Glasgow blitz and the artist who recorded it

As Aberdeenshire and Clydesbank learned in 1941, one can mind one’s own business and war will still, sadly, find you.
Rescue Party, Kilmun Street [Maryhill, Glasgow], 1940, Ian Fleming, courtesy National Galleries Scotland
I attended church on Sunday with the Iona Community. This began as a project to find new ways to live in Christian community, one of which involved rebuilding Iona Abbey. The movement was started in 1938 by George MacLeod, a Church of Scotland minister whose WW1 experiences led him to socialism and pacifism. His modern-day followers are devoted to social justice and peace. As sadly sometimes happens, that seems to mean excising Christ from the Creed in this foundational place of Christian worship.
Scotland suffered more than 500 German air raids during the course of WW2. Other than London, Peterhead in Aberdeenshire was the second-most bombed location in Britain, with 28 airstrikes. Aberdeen following closely with 24.
Shelters in a tenement lane, Glasgow, 1942, drypoint etching, Ian Fleming, courtesy National Galleries Scotland
The worst was the Clydebank Blitz, on March 13-14, 1941. Clydebank abuts Glasgow,. It was a working-class shipbuilding, oil depot and munitions town. The Luftwaffe dropped more than a thousand bombs and 100,000 incendiaries. The close mix of industry and housing meant inevitable loss of life.
In terms of military objective, the raids were a failure. While most industrial targets were damaged, none sustained a death blow. The human cost was horrific. Twelve hundred people died, a thousand were seriously injured, and hundreds more were injured by blast debris. A third of all housing was destroyed; another third was seriously damaged. The water, gas, and electricity systems were ruined. Clydebank was so badly damaged that it became the only British town evacuated during the war.
Bomb Crater, Knightswood, 1942, Ian Fleming, courtesy Glasgow Museums Resource Centre
In Glasgow, there were at least 11 airstrikes. In one attack, a mine landed between a tram and a tenement on Nelson Street, killing 110 people. On the same night, 67 people were killed at Yarrow shipyard.

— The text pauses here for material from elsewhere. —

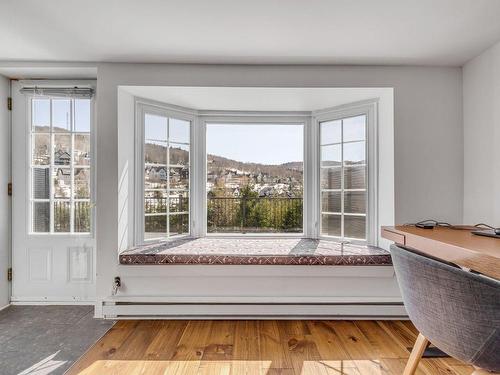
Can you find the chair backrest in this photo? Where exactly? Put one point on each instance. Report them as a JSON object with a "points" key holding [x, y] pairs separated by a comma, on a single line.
{"points": [[458, 311]]}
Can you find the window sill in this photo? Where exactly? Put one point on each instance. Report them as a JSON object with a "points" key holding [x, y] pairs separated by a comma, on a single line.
{"points": [[252, 251]]}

The attacks were recorded by an artist with the unfortunate name of Ian Fleming. He was born in Glasgow in 1906, and attended the Glasgow School of Art.
The Blitz, Glasgow, 1942, drypoint etching, Ian Fleming
With the start of hostilities in 1939, Fleming became a reserve policeman. It was while doing this that he recorded his experience of the Glasgow Blitz. In 1941, he joined the Royal Pioneer Corps. He was at Normandy and on the drive through the Low Countries, across the Rhine and into Germany.
These experiences seemed to have never damaged his essential good humor. “Ian Fleming was an avuncular presence, invariably supportive of the up-and-coming, with a fund of knowledge, anecdote and good sense delivered as incisive advice when needed,” read his obituary.
The peaceniks of Iona are aging now; they are among the last of us to remember WW2 and its immediate aftermath. They’ve chosen an excellent place to escape the world. Iona looks and feels like the end of the earth. But as Aberdeen and Clydesbank learned in 1941, one can mind one’s own business and war will still, sadly, find you.
Shelter interior, Glasgow, 1942, pen and wash with chalk, Ian Fleming, courtesy National Galleries Scotland
That’s what happened to the first religious retreat on Iona. A series of Viking raids began in 794 AD. After it had been plundered many times, St. Columba’s relics were removed and the monastery was abandoned. And still, its evangelical Christianity survived. In fact, it ultimately, peacefully, conquered the Norse themselves.